El Refugio Del Depredador

Status: En proceso
Genre:Mujer poderosa / Mafia / Matrimonio arreglado
Popularitas:3.9k
Nilai: 5
nombre de autor: Lobelia

Leonela no es una mujer de armas, pero su voz es un látigo de verdad y su presencia, un muro inamovible frente a su hijo, Santiago. Cuando una red de traiciones familiares amenaza con arrebatarle lo único que ama, Leonela se ve obligada a aceptar un matrimonio por contrato con el hombre que personifica todo lo que ella teme: Gael.
​Gael es un titán cruel y posesivo. No hace tratos por generosidad; él "colecciona" lo que desea, y ha deseado a Leonela desde el momento en que la vio defender a su hijo con la dignidad de una reina en ruinas.
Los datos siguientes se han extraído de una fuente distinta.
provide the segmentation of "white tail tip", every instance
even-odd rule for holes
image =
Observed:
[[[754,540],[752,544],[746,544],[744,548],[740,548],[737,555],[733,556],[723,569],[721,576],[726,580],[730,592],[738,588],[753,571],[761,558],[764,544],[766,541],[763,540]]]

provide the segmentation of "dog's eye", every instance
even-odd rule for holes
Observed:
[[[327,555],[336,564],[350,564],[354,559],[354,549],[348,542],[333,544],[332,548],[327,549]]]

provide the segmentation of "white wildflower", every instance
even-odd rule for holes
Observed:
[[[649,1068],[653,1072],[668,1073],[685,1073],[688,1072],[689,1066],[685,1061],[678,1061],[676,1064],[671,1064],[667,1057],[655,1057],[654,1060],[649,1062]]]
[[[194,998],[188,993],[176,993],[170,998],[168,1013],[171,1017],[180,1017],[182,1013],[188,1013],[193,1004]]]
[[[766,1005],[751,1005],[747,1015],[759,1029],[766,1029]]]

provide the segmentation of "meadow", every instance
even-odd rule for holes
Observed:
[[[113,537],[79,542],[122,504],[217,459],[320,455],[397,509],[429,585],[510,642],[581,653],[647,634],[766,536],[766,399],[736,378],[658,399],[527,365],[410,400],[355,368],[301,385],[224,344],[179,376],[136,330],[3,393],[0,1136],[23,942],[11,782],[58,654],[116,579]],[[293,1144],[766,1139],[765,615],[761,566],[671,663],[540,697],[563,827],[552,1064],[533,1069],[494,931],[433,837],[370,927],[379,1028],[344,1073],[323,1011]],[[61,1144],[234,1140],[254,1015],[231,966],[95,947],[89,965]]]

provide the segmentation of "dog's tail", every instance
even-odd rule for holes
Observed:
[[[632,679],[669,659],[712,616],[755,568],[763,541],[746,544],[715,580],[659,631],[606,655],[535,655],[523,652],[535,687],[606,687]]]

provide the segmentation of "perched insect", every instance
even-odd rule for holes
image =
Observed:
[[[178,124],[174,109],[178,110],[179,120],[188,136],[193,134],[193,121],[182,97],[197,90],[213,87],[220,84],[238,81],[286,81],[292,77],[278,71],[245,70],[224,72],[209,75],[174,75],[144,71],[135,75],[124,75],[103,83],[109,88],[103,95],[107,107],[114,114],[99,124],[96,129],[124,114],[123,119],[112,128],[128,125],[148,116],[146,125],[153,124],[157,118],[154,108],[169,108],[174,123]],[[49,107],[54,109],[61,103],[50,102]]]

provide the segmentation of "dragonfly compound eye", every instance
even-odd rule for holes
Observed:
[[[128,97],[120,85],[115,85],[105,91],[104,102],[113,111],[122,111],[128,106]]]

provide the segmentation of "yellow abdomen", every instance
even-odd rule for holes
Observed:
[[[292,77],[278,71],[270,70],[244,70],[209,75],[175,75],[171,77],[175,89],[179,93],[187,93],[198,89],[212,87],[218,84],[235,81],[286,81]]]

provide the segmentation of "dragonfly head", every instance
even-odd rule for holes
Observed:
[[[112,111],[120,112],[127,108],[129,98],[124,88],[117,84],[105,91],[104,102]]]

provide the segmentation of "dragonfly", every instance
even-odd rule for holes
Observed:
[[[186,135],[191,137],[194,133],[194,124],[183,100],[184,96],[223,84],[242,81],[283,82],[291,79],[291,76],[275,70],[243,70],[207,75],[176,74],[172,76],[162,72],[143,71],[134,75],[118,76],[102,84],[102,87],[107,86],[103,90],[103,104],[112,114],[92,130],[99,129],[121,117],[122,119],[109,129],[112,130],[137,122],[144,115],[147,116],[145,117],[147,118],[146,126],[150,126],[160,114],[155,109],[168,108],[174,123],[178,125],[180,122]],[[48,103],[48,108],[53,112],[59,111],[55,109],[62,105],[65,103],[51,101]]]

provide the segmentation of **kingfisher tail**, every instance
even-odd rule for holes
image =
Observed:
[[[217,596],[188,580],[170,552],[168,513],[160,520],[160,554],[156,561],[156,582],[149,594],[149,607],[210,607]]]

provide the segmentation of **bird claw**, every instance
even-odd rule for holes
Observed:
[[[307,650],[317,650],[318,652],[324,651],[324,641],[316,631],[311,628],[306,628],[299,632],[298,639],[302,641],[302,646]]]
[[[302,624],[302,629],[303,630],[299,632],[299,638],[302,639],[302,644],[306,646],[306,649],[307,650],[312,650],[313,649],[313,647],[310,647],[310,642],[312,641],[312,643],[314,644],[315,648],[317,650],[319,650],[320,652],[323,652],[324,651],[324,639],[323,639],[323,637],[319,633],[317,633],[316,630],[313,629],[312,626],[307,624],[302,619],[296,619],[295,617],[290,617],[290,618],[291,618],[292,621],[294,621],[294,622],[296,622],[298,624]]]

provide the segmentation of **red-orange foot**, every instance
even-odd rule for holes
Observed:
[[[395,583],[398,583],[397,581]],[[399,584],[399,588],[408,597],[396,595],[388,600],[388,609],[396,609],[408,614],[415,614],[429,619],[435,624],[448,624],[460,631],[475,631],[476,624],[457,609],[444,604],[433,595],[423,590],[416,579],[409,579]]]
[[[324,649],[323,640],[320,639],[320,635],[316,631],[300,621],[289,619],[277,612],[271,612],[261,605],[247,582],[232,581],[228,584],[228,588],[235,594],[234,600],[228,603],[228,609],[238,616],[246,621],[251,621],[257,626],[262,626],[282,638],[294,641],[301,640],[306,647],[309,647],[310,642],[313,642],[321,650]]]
Lo que Gael no espera es que su nueva "adquisición" no agacha la cabeza.
​En medio de una guerra de poder, el pequeño Santiago, con su curiosidad implacable, se convierte en el único capaz de desarmar la mirada devoradora de Gael, mientras Leonela descubre que el peligro más grande no es el mundo exterior, sino la intensidad eléctrica que siente cada vez que Gael fija sus ojos en ella.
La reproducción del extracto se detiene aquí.